Surprisingly, given its forebears and descendants, nearly 35 years after its original release it sounds a remarkably delicate album, barring the odd outbreak of thuggish bravado (for example the "Milk Cow Blues"-style pounding that closes "Do You Remember Walter", the slashing, Townshend-baiting guitar throughout "Big Sky" and the accelerating rush through the middle section of "Last Of The Steam-Powered Trains"). Davies' lyrical preoccupations are given away by the title, the album being a celebration of olden days customs and technology that was rapidly becoming history, conceived at a time when fake nostalgia was actually the real thing. He almost croons "Sitting By The Riverside", like "Animal Farm" and "Village Green" an invocation of a past rural idyll, whilst "Starstruck" maintains a peculiarly English distrust of celebrity, glamour and success, where the worst conceivable addiction involves wine and champagne. "Phenomenal Cat" could be a stouter relative of Pink Floyd's "Lucifer Sam", tinged with Barrettesque nursery rhyme acid whimsy atypical of the rest of the album; the fluttering mellotron introduction to this track is just crying out to be sampled. "All Of My Friends Were There" is helter skelter music hall, and the impish mischief of "People Take Pictures Of Each Other" disguises the fear of impermanence at the song's core ("People take pictures of the summer just to prove that it really existed").
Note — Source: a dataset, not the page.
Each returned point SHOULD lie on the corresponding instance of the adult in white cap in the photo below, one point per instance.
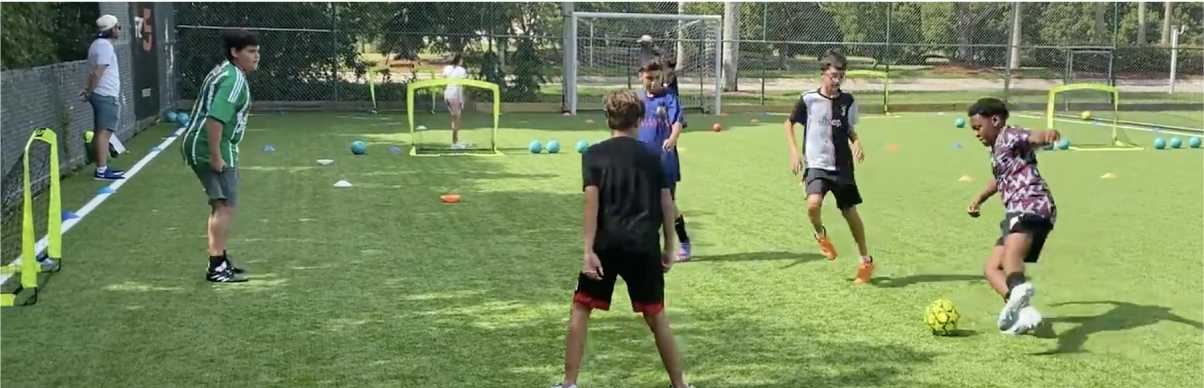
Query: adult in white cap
(101, 90)
(648, 51)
This most recent issue of "The Kinks Are The Village Green Preservation Society" is presented in glorious mono, apparently for the first time on CD, which raises the question of where the stereo mix from which previous CD issues have been sourced was obtained. (Was it, for example, a historically discredited post-production fix-up, like the stereo versions of the first four Beatles albums?) I don't wish to condone the current fad for reissuing albums specifically for the single-eared consumer (consider recent mono versions of Love's "Da Capo", "The Velvet Underground And Nico" and practically all of Dylan's 60s catalogue, the point being what, exactly?) but if that's the way it was then that's the way it should be now. Additionally, this reissue contains the 12 track stereo equivalent originally slated for release at the time but pulled when Ray Davies felt it could be improved, resulting in the 15 track mono main attraction. One of those "While every effort has been made " disclaimers highlights the fact that the sound quality is rougher and more distorted than the released version, which itself is no "Brothers In Arms", but as well as stereo mixes of two-thirds of the real thing it contains a stereo mix of the contemporaneous single "Days" and the otherwise unavailable "Mr. Songbird", a jaunty, jazzy makeweight decorated with mellotron trills that darkens perceptibly with the final line "You help to keep the devil away". The stereo version of "People Take Pictures Of Each Other" also adds a few seconds of distant jazz band not evident on the released mix. Finally, there's the mono single version of "Days", which is lovely as ever, but not its b-side ("She's Got Everything"), which would surely have fitted quite neatly on the end.
No matter. Despite some concerns over its provenance, this reissue of "The Kinks Are The Village Green Preservation Society" showcases an important album in a variety of poses, and arrives with a booklets crammed with information, photographs and memorabilia.